L’effet produit par ces hommes sous les écus des anciens chevaliers peints sur la muraille dans cette chapelle souterraine, éclairée par des torches et des cierges rouges, était assez saisissant pour que les deux arrivants se sentissent sinon de trop, du moins un peu mal à l’aise. Debout, avec Lothaire au milieu de ces statues immobiles, ils avaient la vague impression de se trouver devant un tribunal.
L’un d’eux, Gilbert, prit la parole, s’adressant à Lothaire :
— Tu nous as réunis ce soir en séance plénière. Je suppose que c’est pour recevoir le serment d’allégeance des frères étrangers ?
— D’abord, oui. Encore que je n’aime guère ce terme d’étrangers pour Adalbert qui est né en Picardie, et même pour Aldo, né à Venise, mais d’une mère appartenant à la haute noblesse française.
— Quiconque n’est pas comtois est étranger. Tu devrais le savoir, frère Lothaire, toi qui as rédigé nos statuts ?
— Le fondateur était duc de Bourgogne, s’impatienta Vaudrey-Chaumard, dont l’humeur n’était pas à la bénignité. Cela ne fit pas de nous des étrangers pour autant !… Et je préférerais que l’on procède sans plus tarder au serment.
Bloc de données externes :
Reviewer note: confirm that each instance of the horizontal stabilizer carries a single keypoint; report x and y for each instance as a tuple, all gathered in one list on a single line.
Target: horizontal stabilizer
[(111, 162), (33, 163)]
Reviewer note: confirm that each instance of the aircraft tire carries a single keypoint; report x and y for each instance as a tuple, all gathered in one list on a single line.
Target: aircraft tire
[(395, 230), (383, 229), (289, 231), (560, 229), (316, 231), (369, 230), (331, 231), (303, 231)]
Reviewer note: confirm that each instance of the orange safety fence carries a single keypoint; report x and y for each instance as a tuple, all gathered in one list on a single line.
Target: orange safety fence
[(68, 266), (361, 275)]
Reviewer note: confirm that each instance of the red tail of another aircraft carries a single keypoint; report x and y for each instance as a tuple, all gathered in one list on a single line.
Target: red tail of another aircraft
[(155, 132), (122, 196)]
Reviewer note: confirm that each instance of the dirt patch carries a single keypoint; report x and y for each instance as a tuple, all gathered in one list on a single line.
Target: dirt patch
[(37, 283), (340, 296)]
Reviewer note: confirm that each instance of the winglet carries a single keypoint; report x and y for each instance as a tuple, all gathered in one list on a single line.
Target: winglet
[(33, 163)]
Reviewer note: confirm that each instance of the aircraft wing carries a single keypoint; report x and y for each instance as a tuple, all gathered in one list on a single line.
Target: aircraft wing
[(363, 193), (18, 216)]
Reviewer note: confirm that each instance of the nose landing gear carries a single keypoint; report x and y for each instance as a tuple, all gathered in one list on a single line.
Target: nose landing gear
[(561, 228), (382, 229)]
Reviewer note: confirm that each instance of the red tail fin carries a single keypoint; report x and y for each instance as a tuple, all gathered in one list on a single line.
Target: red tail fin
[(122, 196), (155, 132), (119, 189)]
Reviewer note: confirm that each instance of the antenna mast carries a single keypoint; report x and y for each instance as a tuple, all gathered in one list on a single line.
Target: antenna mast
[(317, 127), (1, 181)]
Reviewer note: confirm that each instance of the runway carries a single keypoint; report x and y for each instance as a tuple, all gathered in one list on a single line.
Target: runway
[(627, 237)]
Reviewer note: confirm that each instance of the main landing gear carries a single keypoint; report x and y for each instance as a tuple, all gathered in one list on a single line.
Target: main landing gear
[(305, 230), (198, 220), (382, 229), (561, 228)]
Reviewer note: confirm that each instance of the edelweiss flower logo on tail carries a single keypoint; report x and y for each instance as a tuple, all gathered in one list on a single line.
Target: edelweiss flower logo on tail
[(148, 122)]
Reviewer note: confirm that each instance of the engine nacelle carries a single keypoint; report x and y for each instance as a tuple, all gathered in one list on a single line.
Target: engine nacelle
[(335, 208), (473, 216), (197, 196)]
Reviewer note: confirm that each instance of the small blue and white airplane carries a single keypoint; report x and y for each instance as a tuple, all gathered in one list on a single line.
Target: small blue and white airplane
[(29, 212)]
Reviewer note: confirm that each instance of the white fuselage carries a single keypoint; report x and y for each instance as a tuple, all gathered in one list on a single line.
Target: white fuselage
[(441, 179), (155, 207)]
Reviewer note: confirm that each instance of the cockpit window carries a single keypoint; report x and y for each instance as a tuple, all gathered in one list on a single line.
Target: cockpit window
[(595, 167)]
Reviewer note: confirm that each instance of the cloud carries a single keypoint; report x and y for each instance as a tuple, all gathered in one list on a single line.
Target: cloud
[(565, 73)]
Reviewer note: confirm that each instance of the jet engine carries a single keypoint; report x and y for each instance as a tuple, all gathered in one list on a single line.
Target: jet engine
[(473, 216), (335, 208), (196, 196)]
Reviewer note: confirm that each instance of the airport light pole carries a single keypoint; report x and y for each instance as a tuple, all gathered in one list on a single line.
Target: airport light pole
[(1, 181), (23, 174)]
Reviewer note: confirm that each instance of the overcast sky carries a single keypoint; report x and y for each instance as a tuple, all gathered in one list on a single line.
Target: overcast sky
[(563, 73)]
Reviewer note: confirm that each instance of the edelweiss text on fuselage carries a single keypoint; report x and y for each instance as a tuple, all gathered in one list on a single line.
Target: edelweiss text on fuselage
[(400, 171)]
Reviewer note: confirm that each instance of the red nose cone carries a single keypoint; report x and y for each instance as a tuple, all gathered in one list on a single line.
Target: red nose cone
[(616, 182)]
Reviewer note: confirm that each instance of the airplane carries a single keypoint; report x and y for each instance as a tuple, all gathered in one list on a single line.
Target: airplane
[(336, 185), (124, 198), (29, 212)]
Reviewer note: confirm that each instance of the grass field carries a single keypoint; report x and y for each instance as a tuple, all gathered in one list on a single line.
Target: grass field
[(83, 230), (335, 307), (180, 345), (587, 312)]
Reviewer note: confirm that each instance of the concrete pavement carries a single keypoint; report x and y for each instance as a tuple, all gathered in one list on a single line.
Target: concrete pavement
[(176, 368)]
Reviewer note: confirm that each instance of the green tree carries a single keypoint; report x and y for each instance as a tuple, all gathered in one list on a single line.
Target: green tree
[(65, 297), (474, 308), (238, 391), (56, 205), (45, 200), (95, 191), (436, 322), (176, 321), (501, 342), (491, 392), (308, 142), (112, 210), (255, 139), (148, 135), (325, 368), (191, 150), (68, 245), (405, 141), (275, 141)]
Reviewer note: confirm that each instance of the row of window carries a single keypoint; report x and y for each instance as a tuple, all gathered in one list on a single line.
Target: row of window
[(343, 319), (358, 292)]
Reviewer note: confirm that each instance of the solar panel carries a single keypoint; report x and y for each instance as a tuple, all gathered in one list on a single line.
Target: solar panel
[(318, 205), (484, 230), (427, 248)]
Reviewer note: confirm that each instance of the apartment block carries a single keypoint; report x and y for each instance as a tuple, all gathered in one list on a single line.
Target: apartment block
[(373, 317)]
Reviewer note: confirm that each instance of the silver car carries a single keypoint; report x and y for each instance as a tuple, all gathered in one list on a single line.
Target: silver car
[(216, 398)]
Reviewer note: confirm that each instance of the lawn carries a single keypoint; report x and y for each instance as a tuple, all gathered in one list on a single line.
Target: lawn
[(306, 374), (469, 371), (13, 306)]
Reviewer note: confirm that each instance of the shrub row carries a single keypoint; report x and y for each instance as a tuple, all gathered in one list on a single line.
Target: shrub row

Nous avons, en effet, un grave problème.
— Lequel ? demanda l’homme de Montbarey.
— J’ai dit après ! martela Lothaire.
L’un après l’autre, Aldo et Adalbert s’approchèrent de l’autel et, comme les chevaliers de jadis, étendirent leurs mains au-dessus de la croix dont les rubis jetaient des reflets pourpres, et ils prononcèrent les paroles, assez simples, de l’engagement que Lothaire leur avait appris dans la journée. Ils s’engageaient à rester fidèles à l’esprit de la Toison d’Or ainsi qu’au but que s’étaient fixé les compagnons dont le dernier article interdisait d’en évoquer non seulement l’existence, mais aussi les desseins chevaleresques, et obligation de n’en jamais rien révéler sauf à qui briguerait l’honneur d’y être admis. Ils s’y engageaient naturellement sur l’honneur et le salut de leur âme… Après quoi, chacun d’eux endossa la robe noire marquée du symbole et reçut l’accolade de ses nouveaux frères…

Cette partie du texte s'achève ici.